Wir haben im Westen eine Tendenz gesehen, dass sich soziale Bewegungen auf nationaler Ebene zurückziehen. Glücklicherweise hat der Feminismus eine Gegentendenz geschaffen. Die verschiedenen feministischen Bewegungen erkennen einander an. Wir wissen, dass wir gegen allgemeine Unterdrückung kämpfen, und wir sehen, dass unsere Bewegungen durch Kämpfe in anderen Regionen an Stärke gewinnen.

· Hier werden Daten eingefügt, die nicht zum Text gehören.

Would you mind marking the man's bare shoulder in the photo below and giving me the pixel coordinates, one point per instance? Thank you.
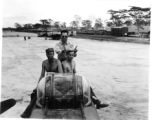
(45, 62)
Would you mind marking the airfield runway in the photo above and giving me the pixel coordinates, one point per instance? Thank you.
(118, 73)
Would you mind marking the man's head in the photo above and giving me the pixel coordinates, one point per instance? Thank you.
(50, 53)
(70, 55)
(64, 36)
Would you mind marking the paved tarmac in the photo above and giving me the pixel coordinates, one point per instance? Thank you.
(118, 73)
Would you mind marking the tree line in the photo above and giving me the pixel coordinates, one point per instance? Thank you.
(134, 16)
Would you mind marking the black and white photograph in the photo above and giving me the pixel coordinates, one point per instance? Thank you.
(75, 59)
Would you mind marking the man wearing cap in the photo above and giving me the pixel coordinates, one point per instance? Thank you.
(63, 46)
(49, 65)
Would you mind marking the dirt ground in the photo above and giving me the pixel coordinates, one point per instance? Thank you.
(118, 72)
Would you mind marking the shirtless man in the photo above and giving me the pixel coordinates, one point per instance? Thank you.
(49, 65)
(69, 66)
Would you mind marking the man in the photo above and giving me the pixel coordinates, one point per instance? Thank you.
(49, 65)
(69, 66)
(63, 46)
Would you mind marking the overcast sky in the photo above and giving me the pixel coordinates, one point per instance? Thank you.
(31, 11)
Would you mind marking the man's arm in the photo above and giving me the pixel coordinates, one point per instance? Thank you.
(64, 68)
(59, 66)
(74, 70)
(42, 72)
(57, 49)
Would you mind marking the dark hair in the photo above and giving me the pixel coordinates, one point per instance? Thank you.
(49, 50)
(64, 31)
(69, 51)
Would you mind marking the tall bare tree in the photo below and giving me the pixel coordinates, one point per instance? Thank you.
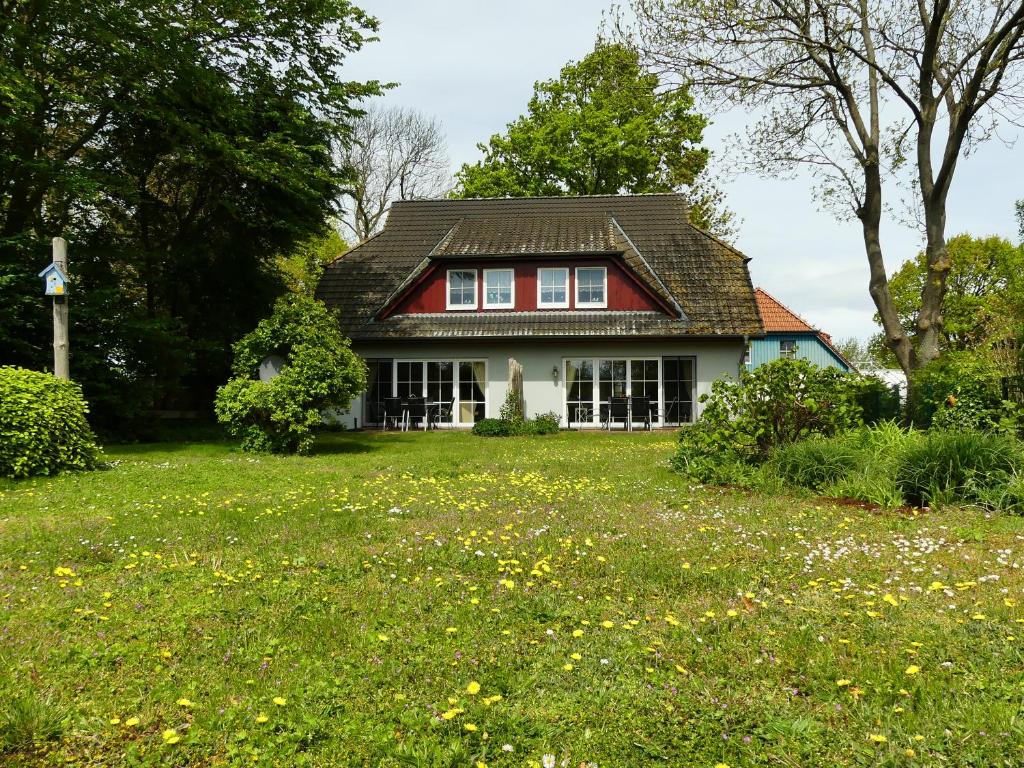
(396, 154)
(855, 89)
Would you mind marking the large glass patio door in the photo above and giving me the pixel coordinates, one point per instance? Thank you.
(591, 383)
(459, 387)
(679, 379)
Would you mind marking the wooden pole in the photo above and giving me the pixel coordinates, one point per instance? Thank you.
(60, 366)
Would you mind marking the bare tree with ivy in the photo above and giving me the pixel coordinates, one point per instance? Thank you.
(867, 93)
(396, 154)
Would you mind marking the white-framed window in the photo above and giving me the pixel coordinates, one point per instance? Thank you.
(553, 287)
(499, 289)
(592, 287)
(462, 289)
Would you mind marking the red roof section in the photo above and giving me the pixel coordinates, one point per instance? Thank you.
(776, 316)
(779, 318)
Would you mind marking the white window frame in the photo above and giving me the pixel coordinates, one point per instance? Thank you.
(592, 304)
(499, 305)
(553, 304)
(448, 291)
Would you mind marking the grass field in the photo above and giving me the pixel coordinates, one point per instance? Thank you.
(446, 600)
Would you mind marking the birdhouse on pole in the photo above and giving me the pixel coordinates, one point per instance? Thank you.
(54, 281)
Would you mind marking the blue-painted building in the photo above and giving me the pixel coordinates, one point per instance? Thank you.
(788, 335)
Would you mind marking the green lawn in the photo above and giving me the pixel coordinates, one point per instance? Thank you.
(446, 600)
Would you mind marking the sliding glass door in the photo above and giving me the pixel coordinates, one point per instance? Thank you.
(679, 377)
(591, 383)
(457, 388)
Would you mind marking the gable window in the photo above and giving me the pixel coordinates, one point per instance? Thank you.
(499, 289)
(462, 289)
(592, 287)
(553, 288)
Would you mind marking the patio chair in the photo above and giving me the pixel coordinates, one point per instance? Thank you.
(641, 411)
(619, 410)
(416, 410)
(394, 413)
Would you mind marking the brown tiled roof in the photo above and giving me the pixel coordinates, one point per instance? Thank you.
(707, 280)
(778, 317)
(501, 236)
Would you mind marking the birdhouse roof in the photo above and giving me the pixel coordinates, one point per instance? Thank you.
(51, 267)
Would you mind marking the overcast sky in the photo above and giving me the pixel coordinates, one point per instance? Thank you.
(472, 65)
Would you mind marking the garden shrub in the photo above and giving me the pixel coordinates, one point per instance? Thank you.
(772, 406)
(492, 428)
(816, 462)
(320, 372)
(957, 467)
(962, 390)
(548, 423)
(512, 424)
(43, 425)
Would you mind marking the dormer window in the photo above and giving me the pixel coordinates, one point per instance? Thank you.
(553, 288)
(462, 289)
(592, 287)
(499, 289)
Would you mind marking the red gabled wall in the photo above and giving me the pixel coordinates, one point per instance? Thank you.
(428, 295)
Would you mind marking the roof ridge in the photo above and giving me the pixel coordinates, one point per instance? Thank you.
(543, 197)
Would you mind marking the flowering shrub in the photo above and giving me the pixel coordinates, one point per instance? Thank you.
(43, 426)
(321, 372)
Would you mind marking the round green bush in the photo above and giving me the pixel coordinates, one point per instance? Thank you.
(321, 372)
(43, 425)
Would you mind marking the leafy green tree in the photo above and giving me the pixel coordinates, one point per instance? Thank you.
(181, 150)
(983, 290)
(604, 127)
(320, 372)
(301, 267)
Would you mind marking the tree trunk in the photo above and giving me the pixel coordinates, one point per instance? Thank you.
(870, 218)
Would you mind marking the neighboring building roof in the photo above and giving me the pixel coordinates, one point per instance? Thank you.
(705, 279)
(777, 317)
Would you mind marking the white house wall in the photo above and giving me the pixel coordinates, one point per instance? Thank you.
(538, 357)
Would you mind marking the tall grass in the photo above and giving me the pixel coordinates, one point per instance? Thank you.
(956, 467)
(30, 720)
(891, 466)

Es gibt einige internationale Netzwerke, die aus dem internationalen Frauenstreik 2017 hervorgegangen sind, wenn auch schwach. Das hinderte uns nicht daran, den Kampf der Frauen in Polen für eine kostenlose und bedarfsgerechte Abtreibung als unseren eigenen zu betrachten, noch hielt uns das davon ab, die Ermordung von Marielle Franco in Brasilien abzulehnen, noch hielt uns das davon ab, Solidaritätsaktionen mit den Frauenmärschen gegen Trump zu organisieren Die Vereinigten Staaten.
Ich denke, wir leben in einer Zeit, in der der Neoliberalismus immer autoritärer wird und versucht, Spaltungen zwischen verschiedenen Teilen des Volkes und der Arbeiterklasse, zwischen verschiedenen Völkern zu schaffen, um die Solidarität zwischen ihnen zu sabotieren. Oft werden sie Erfolg haben, aber der Feminismus baut solidarische Bindungen auf.
Gibt es etwas, das Sie Frauen in den Vereinigten Staaten mitteilen möchten?
JA. DER Frauenstreik und Feminismus für die 99 Prozent zeigt uns, dass es selbst im Herzen des globalen Imperialismus und Kapitalismus wichtigen und radikalen Widerstand gibt. Während sie Mauern bauen wollen, bauen wir Brücken zwischen gemeinsamen Kämpfen!